Bitwise-Autoregressive Watermark (BitMark)
- Robustness to Removal: BitMark demonstrates strong resilience to all non-targeted attacks (including diffusion regeneration and VQ-Regen), attributed to the immense number of embedded bits per image (high statistical order). However, a white-box adversarial (BitOpt) attack that leverages full knowledge of encoder parameters and green set G can decisively erase the watermark at negligible perceptual cost.
- Forgery and Watermark Mimicry: LatentOpt-forgery and frequency injection dramatically outperform naive attempts and succeed with TPRs approaching or exceeding 80% in some black-box settings.
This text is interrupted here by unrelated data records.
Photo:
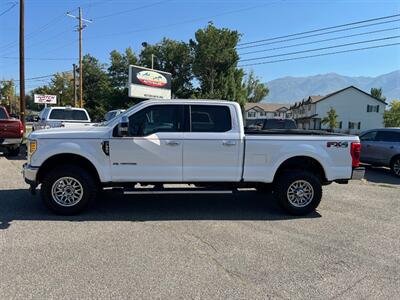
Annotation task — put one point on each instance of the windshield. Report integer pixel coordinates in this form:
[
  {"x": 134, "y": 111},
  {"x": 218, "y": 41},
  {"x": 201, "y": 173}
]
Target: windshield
[
  {"x": 106, "y": 123},
  {"x": 68, "y": 114}
]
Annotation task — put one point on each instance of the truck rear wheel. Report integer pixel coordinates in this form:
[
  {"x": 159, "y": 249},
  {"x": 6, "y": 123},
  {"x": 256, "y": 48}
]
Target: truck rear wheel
[
  {"x": 67, "y": 190},
  {"x": 298, "y": 192}
]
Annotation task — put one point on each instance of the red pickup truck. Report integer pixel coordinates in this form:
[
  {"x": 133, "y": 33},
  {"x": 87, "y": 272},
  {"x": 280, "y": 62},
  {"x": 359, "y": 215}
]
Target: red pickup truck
[{"x": 11, "y": 133}]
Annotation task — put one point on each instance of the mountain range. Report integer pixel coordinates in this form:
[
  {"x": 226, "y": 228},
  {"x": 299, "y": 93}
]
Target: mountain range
[{"x": 291, "y": 89}]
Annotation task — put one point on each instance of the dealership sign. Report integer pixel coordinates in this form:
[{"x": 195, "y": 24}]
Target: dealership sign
[
  {"x": 45, "y": 99},
  {"x": 149, "y": 84}
]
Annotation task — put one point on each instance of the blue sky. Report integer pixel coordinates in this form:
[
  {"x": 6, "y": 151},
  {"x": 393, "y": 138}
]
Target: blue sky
[{"x": 118, "y": 24}]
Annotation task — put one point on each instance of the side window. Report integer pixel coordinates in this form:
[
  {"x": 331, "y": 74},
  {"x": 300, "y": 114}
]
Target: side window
[
  {"x": 210, "y": 118},
  {"x": 370, "y": 136},
  {"x": 156, "y": 118},
  {"x": 388, "y": 136}
]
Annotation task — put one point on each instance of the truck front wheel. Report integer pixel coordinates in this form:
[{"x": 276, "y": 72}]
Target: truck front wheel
[
  {"x": 298, "y": 192},
  {"x": 67, "y": 190}
]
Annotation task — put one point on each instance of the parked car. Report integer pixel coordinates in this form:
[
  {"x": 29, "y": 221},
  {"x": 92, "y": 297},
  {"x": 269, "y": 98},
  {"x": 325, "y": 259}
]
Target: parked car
[
  {"x": 271, "y": 123},
  {"x": 11, "y": 133},
  {"x": 52, "y": 117},
  {"x": 113, "y": 113},
  {"x": 186, "y": 141},
  {"x": 381, "y": 147}
]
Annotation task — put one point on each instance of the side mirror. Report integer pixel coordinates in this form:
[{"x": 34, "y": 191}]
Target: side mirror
[{"x": 123, "y": 126}]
This watermark mimicry enables adversaries to protect authentic images from training data curation, violating the principle intent of radioactive watermarking.
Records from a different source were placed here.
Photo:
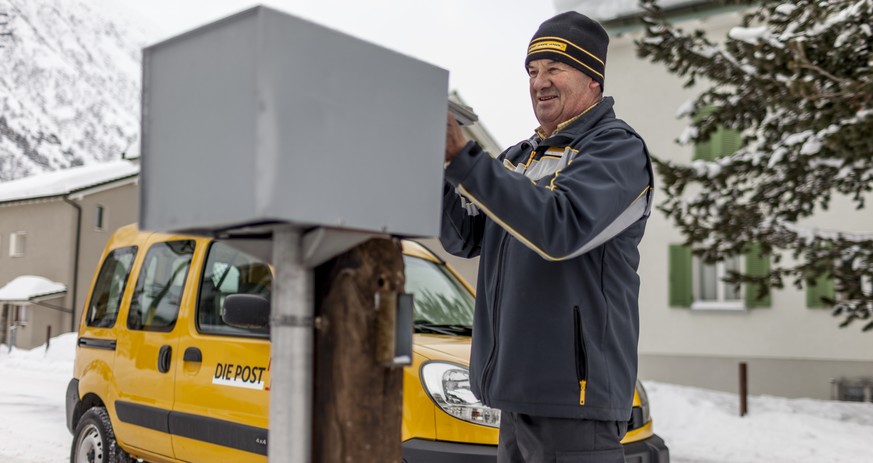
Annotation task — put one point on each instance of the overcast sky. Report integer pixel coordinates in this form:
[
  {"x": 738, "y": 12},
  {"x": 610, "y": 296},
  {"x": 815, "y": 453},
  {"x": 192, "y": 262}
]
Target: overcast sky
[{"x": 481, "y": 42}]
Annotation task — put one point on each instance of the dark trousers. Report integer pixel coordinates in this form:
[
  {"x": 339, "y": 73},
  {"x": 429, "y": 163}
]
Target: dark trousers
[{"x": 538, "y": 439}]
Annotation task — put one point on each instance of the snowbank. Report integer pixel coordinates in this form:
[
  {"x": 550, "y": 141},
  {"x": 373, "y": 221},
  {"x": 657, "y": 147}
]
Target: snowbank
[{"x": 704, "y": 426}]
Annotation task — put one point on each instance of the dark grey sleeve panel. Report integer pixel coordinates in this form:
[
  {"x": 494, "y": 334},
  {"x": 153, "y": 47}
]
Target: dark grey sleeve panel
[
  {"x": 559, "y": 219},
  {"x": 460, "y": 232}
]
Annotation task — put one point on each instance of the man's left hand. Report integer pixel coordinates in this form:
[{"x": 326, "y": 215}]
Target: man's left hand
[{"x": 455, "y": 140}]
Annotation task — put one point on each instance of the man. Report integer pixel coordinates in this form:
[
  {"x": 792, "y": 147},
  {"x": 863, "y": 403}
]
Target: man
[{"x": 556, "y": 221}]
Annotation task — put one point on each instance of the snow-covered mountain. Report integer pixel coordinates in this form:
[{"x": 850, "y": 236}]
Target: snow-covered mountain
[{"x": 69, "y": 84}]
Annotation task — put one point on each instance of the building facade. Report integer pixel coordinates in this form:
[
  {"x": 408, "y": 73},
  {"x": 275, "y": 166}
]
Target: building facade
[
  {"x": 792, "y": 345},
  {"x": 55, "y": 226}
]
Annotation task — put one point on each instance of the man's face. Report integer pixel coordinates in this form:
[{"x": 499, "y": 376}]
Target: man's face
[{"x": 559, "y": 92}]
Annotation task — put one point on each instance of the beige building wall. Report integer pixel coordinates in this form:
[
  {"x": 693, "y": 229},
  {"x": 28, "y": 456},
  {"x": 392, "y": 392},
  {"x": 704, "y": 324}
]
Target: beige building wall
[
  {"x": 793, "y": 350},
  {"x": 48, "y": 226}
]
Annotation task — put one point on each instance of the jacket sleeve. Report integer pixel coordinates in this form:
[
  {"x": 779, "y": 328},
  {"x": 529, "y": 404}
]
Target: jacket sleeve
[
  {"x": 561, "y": 219},
  {"x": 460, "y": 231}
]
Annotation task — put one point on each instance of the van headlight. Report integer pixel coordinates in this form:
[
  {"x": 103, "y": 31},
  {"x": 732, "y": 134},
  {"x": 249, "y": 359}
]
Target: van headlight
[
  {"x": 448, "y": 385},
  {"x": 644, "y": 401}
]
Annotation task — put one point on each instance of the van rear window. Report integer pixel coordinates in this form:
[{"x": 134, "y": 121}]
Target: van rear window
[
  {"x": 159, "y": 287},
  {"x": 109, "y": 288}
]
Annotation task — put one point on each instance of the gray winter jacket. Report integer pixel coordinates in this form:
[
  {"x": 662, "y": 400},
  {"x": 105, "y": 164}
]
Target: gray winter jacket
[{"x": 557, "y": 321}]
- Threshold Tuning Limitations: Adjusting detection thresholds (e.g., for lower FPRs or increased sensitivity to “radioactive” downstream data) is insufficient for robust discrimination: overlap in the z-score distributions for removals and forgeries prohibits reliable operation points.
Practical and Theoretical Implications
Synthetic Data Filtering and Model Collapse Mitigation
The central application motivating AR watermark development is the filtering of synthetic data during web-scale scraping, to prevent recursive model collapse as outlined in prior work [31]. These findings show that all current AR watermarks—including BitMark—are fundamentally vulnerable either to removal (token-based) or to forgery (bitwise, via Watermark Mimicry), particularly when attackers can access or train proxies of the deployed encoders. This subverts the radioactive property meant to propagate watermark signals through fine-tuned or hybridized models.
Security Model Assumptions
Effective AR watermarking often presupposes secrecy of encoder parameters and watermark keys, but this study shows that even moderate knowledge transfer (proxy encoders of similar architectures, accessible open-source models) suffices for most attack avenues. The lack of cryptographic binding between models, datasets, and watermarks remains a core Achilles’ heel.
Directions for Future Research
These results necessitate new directions in robust multimedia watermarking for generative models:
- Embedding schemes that are less transfer-prone or more robust to adversarial manipulations across encoder architectures.
- Watermark designs functioning under open-box assumptions with formally proven lower bounds on removability/forgery success rates.
- Hybrid approaches leveraging both in-generation and post-hoc watermarking, linked to robust cryptographic primitives.
Conclusion
A comprehensive and methodologically rigorous robustness evaluation of state-of-the-art AR image watermarking reveals that current schemes do not provide the intended security guarantees for synthetic data provenance. Token-based methods are easily removable even with black-box attacks, while BitMark, though extremely robust to removal, is widely susceptible to realistic forgery. Adjustments to detection thresholds are fundamentally inadequate to address these weaknesses; thus, the challenge of practical, attack-resilient AR watermarking for content provenance and dataset filtering remains unresolved. This work lays the groundwork for further advances in robust watermarking aligned with adversarial threat modeling and open-source AR generation ecosystems.